Similarly, if we consider the total work necessary to actually get a vector of $n$ elements, we say that the total cost is $O(n)$ and therefore we have an amortized worst-case complexity of $O(1)$ per push_back call.

Whether or not the amortized cost is really what we want depends upon what kind of performance is important to us. If we are mainly interested in how some algorithm involving many push_backs performs in totality, the amortized cost is appropriate. If, however, we are dealing with an interactive algorithm that does one push_back in between each prompt for user input, then the “real” $O(n)$ worst case is more appropriate because it indicates the amount of time that the user might have to wait after submitting an input.

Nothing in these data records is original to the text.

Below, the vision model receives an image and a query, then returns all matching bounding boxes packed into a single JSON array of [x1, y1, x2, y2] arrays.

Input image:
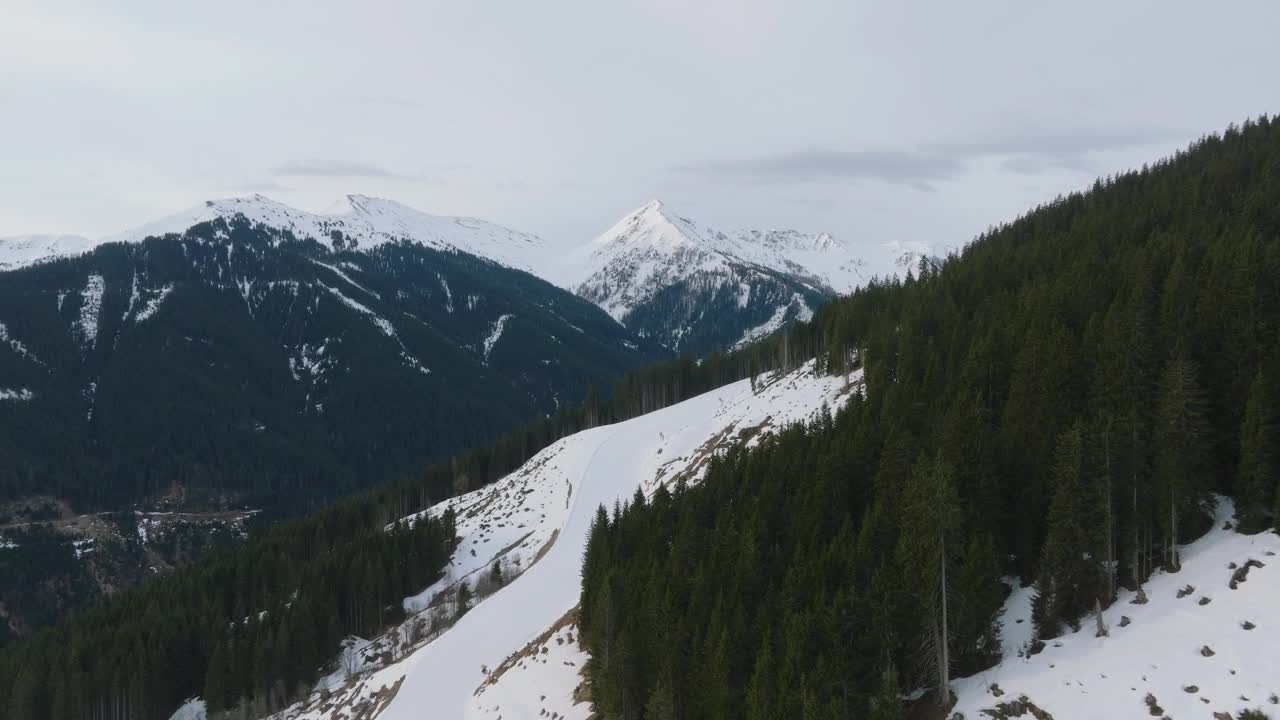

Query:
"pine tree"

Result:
[[1235, 372, 1280, 533], [1153, 355, 1207, 570], [870, 662, 906, 720], [644, 683, 676, 720], [897, 455, 960, 707], [204, 638, 227, 717], [1032, 423, 1106, 638]]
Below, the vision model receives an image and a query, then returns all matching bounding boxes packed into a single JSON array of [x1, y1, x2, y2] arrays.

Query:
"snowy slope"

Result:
[[0, 234, 97, 272], [952, 500, 1280, 720], [543, 200, 867, 320], [102, 195, 544, 270], [258, 364, 860, 720], [0, 195, 545, 270]]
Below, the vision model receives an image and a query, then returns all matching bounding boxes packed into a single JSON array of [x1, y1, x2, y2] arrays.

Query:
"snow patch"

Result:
[[311, 260, 383, 300], [282, 363, 861, 720], [0, 387, 36, 402], [133, 284, 173, 323], [76, 273, 106, 346], [952, 498, 1280, 720], [0, 323, 45, 365], [484, 313, 515, 365], [435, 273, 453, 315], [732, 292, 813, 350]]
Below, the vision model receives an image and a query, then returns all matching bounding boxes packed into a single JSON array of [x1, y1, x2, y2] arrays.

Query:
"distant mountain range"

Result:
[[0, 213, 669, 507], [0, 195, 931, 355]]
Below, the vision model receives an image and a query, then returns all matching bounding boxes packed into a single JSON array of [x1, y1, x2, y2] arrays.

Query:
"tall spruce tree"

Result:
[[1032, 423, 1106, 638], [1235, 372, 1280, 533], [1152, 354, 1208, 570], [897, 454, 960, 707]]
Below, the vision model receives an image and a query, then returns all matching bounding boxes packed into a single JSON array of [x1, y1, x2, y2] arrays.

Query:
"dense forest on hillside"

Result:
[[0, 215, 669, 516], [581, 118, 1280, 720], [0, 312, 801, 720]]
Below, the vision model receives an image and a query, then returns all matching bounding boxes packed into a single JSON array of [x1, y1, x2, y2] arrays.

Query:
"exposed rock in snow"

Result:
[[0, 387, 36, 402], [0, 234, 97, 272], [484, 314, 515, 365], [76, 274, 106, 346], [952, 498, 1280, 720], [543, 200, 867, 320], [133, 284, 173, 323], [258, 364, 860, 720]]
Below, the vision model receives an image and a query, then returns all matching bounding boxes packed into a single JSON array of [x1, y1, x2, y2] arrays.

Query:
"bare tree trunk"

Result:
[[938, 530, 951, 707]]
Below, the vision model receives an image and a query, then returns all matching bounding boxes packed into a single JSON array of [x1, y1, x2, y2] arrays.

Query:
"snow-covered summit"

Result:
[[544, 200, 865, 320], [102, 195, 545, 270], [0, 195, 545, 270], [0, 234, 97, 270]]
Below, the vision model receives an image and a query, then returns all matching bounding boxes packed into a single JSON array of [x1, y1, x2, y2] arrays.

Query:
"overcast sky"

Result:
[[0, 0, 1280, 250]]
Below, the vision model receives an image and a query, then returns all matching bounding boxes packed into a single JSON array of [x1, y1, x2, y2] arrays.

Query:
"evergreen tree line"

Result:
[[0, 266, 801, 720], [0, 486, 457, 720], [581, 117, 1280, 720]]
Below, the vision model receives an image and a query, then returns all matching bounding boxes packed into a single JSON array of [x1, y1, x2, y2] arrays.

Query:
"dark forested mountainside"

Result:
[[0, 310, 801, 720], [0, 217, 664, 509], [581, 118, 1280, 720], [0, 486, 456, 719]]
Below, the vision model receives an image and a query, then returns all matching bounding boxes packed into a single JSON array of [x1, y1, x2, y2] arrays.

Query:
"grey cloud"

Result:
[[239, 178, 293, 192], [271, 160, 439, 182], [672, 126, 1183, 185], [675, 149, 964, 188], [351, 95, 422, 110], [923, 124, 1185, 174]]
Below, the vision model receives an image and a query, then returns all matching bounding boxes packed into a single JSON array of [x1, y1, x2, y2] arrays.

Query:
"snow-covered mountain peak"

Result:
[[591, 200, 707, 251], [0, 234, 97, 270], [545, 200, 864, 338], [0, 193, 545, 270]]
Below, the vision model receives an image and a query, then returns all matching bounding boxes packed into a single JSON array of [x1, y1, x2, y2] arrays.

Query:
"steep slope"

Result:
[[0, 195, 545, 270], [254, 364, 858, 720], [0, 217, 660, 505], [952, 498, 1280, 720], [541, 200, 865, 354], [0, 234, 99, 272]]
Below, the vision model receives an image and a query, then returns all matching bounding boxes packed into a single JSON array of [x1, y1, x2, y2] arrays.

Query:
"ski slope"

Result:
[[266, 363, 860, 720], [952, 498, 1280, 720]]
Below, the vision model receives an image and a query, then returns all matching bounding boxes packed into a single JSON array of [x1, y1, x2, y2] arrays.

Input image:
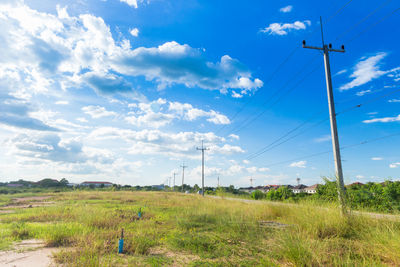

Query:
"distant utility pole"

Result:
[[196, 140, 209, 197], [173, 172, 177, 191], [303, 18, 346, 214], [181, 163, 187, 192], [249, 176, 255, 187]]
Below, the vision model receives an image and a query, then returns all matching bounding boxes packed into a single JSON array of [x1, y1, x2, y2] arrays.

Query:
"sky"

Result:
[[0, 0, 400, 187]]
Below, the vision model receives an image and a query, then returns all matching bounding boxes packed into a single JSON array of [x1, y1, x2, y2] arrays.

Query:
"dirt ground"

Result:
[[0, 239, 58, 267]]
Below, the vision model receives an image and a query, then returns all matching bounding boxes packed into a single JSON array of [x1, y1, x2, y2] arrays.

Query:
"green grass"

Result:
[[0, 191, 400, 266]]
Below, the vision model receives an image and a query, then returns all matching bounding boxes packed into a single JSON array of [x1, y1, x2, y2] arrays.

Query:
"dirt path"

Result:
[[208, 196, 400, 221], [0, 239, 58, 267]]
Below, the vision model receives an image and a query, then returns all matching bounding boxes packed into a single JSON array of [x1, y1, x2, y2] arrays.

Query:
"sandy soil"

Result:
[[12, 196, 51, 203], [0, 239, 58, 267]]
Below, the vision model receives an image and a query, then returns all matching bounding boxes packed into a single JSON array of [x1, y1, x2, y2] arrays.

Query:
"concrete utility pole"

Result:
[[196, 140, 209, 197], [303, 18, 346, 214], [181, 163, 187, 192], [249, 176, 255, 187]]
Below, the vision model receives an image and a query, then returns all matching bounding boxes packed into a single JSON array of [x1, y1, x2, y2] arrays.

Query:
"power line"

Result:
[[242, 3, 400, 159], [335, 0, 392, 41], [232, 57, 319, 133], [247, 89, 400, 160], [347, 8, 400, 43], [216, 0, 353, 134], [265, 132, 400, 167], [181, 163, 188, 192]]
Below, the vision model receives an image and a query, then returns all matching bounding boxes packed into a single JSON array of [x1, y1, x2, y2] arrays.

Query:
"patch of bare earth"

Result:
[[149, 247, 200, 266], [0, 196, 55, 214], [0, 239, 59, 267]]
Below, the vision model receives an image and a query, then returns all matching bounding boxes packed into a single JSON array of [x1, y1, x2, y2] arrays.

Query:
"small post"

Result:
[[196, 140, 209, 197], [118, 228, 124, 254], [181, 163, 187, 193]]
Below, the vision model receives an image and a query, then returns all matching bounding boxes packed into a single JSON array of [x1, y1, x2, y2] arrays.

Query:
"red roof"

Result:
[[82, 181, 112, 184]]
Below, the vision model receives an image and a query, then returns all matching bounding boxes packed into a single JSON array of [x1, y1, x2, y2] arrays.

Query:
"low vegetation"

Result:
[[0, 191, 400, 266], [250, 179, 400, 213]]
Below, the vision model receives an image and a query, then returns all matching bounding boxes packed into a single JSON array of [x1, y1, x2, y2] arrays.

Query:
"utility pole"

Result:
[[249, 176, 255, 187], [173, 172, 177, 191], [181, 163, 187, 192], [303, 18, 347, 214], [196, 140, 209, 197]]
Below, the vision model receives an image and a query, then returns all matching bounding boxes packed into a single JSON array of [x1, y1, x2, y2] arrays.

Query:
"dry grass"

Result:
[[0, 192, 400, 266]]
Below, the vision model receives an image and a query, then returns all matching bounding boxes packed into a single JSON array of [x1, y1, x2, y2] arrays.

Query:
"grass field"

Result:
[[0, 191, 400, 266]]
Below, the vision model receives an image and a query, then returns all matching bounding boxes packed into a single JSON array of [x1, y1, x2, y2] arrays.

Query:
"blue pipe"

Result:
[[118, 238, 124, 253]]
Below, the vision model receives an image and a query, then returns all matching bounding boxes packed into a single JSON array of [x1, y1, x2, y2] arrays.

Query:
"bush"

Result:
[[251, 190, 265, 200]]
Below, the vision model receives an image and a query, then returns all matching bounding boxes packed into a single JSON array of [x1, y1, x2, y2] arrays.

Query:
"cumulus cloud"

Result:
[[389, 162, 400, 169], [279, 5, 293, 13], [356, 89, 372, 96], [125, 98, 231, 128], [119, 0, 144, 8], [289, 160, 307, 168], [82, 106, 117, 119], [55, 100, 69, 105], [339, 52, 387, 91], [363, 114, 400, 123], [129, 28, 139, 37], [314, 134, 332, 143], [0, 93, 59, 131], [261, 20, 311, 35], [9, 134, 113, 163], [89, 127, 243, 158], [0, 0, 263, 99]]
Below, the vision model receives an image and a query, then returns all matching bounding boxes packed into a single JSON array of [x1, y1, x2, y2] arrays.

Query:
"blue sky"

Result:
[[0, 0, 400, 186]]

2.2 Using reserve() to get a True O(1) Worst Case

If we knew ahead of time how many elements would be placed into the vector, we can make all the push_back’s O(1) time. We would do this by calling reserve to make sure there are enough slots without requesting more memory:

int n;
vector<std::string> names;
cout << "How many names? " << flush;
cin >> n;
names.reserve (n);
for (int i = 0; i < n; ++i)
  {
    cout << "\nEnter name #" << i << ": " << flush;
    std::string aName;
    cin >> aName;
    names.push_back(aName);
  }

This is the same reserve function that we looked at as part of the implementation of push_back.

2.3 Summary

So the true answer is that vector::push_back does have a worst case of $O(n)$, but in special circumstances that cost may average (amortize) to $O(1)$ over a sequence of $n$ calls.